Prenez, pour les parois et les chapiteaux, les tympans et les voussures, les verrières et les rosaces de votre monument colossal, ces personnages de l’Ancien et du Nouveau Testament, de l’histoire, de la légende et de la symbolique : Dieu avec ses anges, ses patriarches, ses prophètes, ses apôtres et ses innombrables légions de saints (…)

La moitié de ce livre est à un moine byzantin ; le reste est à moi. Recevez, poète des Orientales et des Feuilles d’automne, ce que vous envoie le peintre du Mont Athos, ce que vous apporte l’archéologue de Paris, l’Orient par un grand artiste, l’Occident par un humble explorateur du passé.(…) ». Signé, Didron.

Et voilà la réponse de Victor Hugo :

« (…) Le curieux et excellent livre que vous mettez au jour s’adresse tout à la fois aux hommes de science et aux hommes d’imagination. Tout s’y trouve, mêlé et combiné dans une puissante et singulière unité : l’art et l’histoire, la poésie et la religion.

Vous faites une œuvre noble et utile, et j’y applaudis de tout cœur.

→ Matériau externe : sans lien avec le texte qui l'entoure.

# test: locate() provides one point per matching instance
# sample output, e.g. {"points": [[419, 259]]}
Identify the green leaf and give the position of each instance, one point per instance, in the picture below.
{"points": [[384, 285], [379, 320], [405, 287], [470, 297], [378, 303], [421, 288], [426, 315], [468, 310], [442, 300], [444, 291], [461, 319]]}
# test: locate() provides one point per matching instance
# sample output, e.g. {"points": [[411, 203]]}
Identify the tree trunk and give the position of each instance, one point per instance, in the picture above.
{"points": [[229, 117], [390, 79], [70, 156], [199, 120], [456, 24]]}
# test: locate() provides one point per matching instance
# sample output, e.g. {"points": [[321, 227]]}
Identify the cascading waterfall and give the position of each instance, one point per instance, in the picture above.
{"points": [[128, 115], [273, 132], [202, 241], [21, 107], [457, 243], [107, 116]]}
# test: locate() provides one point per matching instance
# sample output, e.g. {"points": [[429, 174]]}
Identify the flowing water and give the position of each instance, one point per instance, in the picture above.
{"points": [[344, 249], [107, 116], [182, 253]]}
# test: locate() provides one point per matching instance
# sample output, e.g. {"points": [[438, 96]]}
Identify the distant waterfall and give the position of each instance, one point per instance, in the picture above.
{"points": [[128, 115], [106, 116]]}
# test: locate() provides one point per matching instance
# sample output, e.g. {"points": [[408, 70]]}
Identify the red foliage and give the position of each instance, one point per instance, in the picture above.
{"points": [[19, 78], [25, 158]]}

Vous êtes du petit nombre de ces esprits élevés et patients qui expliquent, savamment et poétiquement, à l’Europe son architecture, à l’Eglise son symbolisme, au prêtre sa cathédrale, à tous les peuples leur passé, à tous les arts leur avenir, à tous les hommes le mystère qui est au fond de tous les temples.

Continuez. Ayez courage. Ce que vous faites est bon et beau. (…) C’est grâce à quelques hommes comme vous, que l’Europe voit se tourner aujourd’hui vers l’art si profond, si étrange et si admirable du Moyen Âge, non seulement tous les antiquaires, mais encore tous les penseurs. Pour les uns, c’est une étude ; pour les autres, c’est une contemplation.

Je vous serre la main, et je suis à vous du fond du cœur. Votre ami, Victor Hugo ».